It stunned a lot of us: no sooner had President Obama begun nominating people to fill his top posts, than stories of scandal began swarming around his choices. No one, including some of the most respected names in contemporary American politics, seemed immune: from tax problems to lobbying concerns, nominees began dropping out almost as fast as they took the call.
It was, many observers agreed, a profound indictment of a Washington culture that assumed perks and privilege come with power.
But it also put President Obama in a bind: on the one hand, he’d vowed an ethical and transparent administration. On the other hand, the nation is facing big crises: people with experience in government could be key to getting desperately needed work done.
When it comes to making a choice between ethics and experience, how do you choose? How important is it that the people making decisions pay their taxes properly, and how much does it matter if someone called upon to make fundamental change is a system is a product of the old, failed, culture?
Craig Holman is the Legislative Representative for Public Citizen, a non-profit consumer advocacy organization in Washington D.C., and a leading expert on government ethics who has even been consulted by the Obama administration. Public Citizen has just begun an internship program with Saybrook in which select students in Saybrook’s Social Transformation program will work at Public Citizen.
Holman says that while Obama hasn’t gone as far as he would like in keeping people associated with the traditional “Washington culture” from positions in his administration, he’s already gone farther than any president before him – and he expects things to get better.
“I wish he had started with a whole clean slate, but I am very encouraged,” Holman said. “Obama came out with an executive order literally on the second day of his term that laid out for the first time ever a screening process on who can step into his administration, and it’s based upon conflicts of interest, and it’s a great policy.”
Never before, Holman said, has a president so clearly laid out a policy whereby people who work for companies with conflicts of interest, or who have recently lobbied the department they’d be tapped to serve, are bared from influential public posts.
“It hasn’t worked out really smoothly,” Holman says. “There are still some kinks to be worked out. Obama has issued some waivers. But it’s a good first start.
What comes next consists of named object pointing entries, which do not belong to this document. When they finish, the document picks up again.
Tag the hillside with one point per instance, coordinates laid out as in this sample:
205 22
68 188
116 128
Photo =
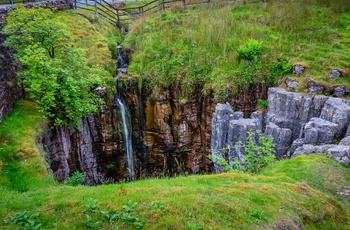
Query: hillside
179 57
227 46
307 192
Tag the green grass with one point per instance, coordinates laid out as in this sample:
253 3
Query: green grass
96 36
22 165
200 44
303 191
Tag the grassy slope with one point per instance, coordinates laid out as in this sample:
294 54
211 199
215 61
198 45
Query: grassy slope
303 191
200 44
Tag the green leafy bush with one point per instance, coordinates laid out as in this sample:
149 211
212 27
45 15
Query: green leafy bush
250 50
75 180
260 153
55 73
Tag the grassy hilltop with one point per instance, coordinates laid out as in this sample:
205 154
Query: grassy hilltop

If we can set the conditions so that people can be screened out based on their conflicts of interests, it’s a very good start.
Another way Obama is helping address Washington’s culture of conflict-of-interest is by encouraging more new faces to get involved in government.
“Obama’s already expanded the pool by the vast numbers of people he’s been able to tap into both as volunteers getting support and by expanding and tapping into academics,” Holman says. “That makes a big difference when you’re looking for talent.”
Altogether, Holman suggested, Obama is making many of the right moves to create an administration clear of conflicts of interest – while at the same time acknowledging that, as a relative newcomer to Washington, he can’t go it alone.
“It appears that he’s feeling new to the position himself and wants to tap into people who have experience in previous administrations,” Holman says. “I think over time he’ll feel less of that need, and I’m very encouraged by the way he administered that executive order, clearly ethics is something that’s very high on his agenda.”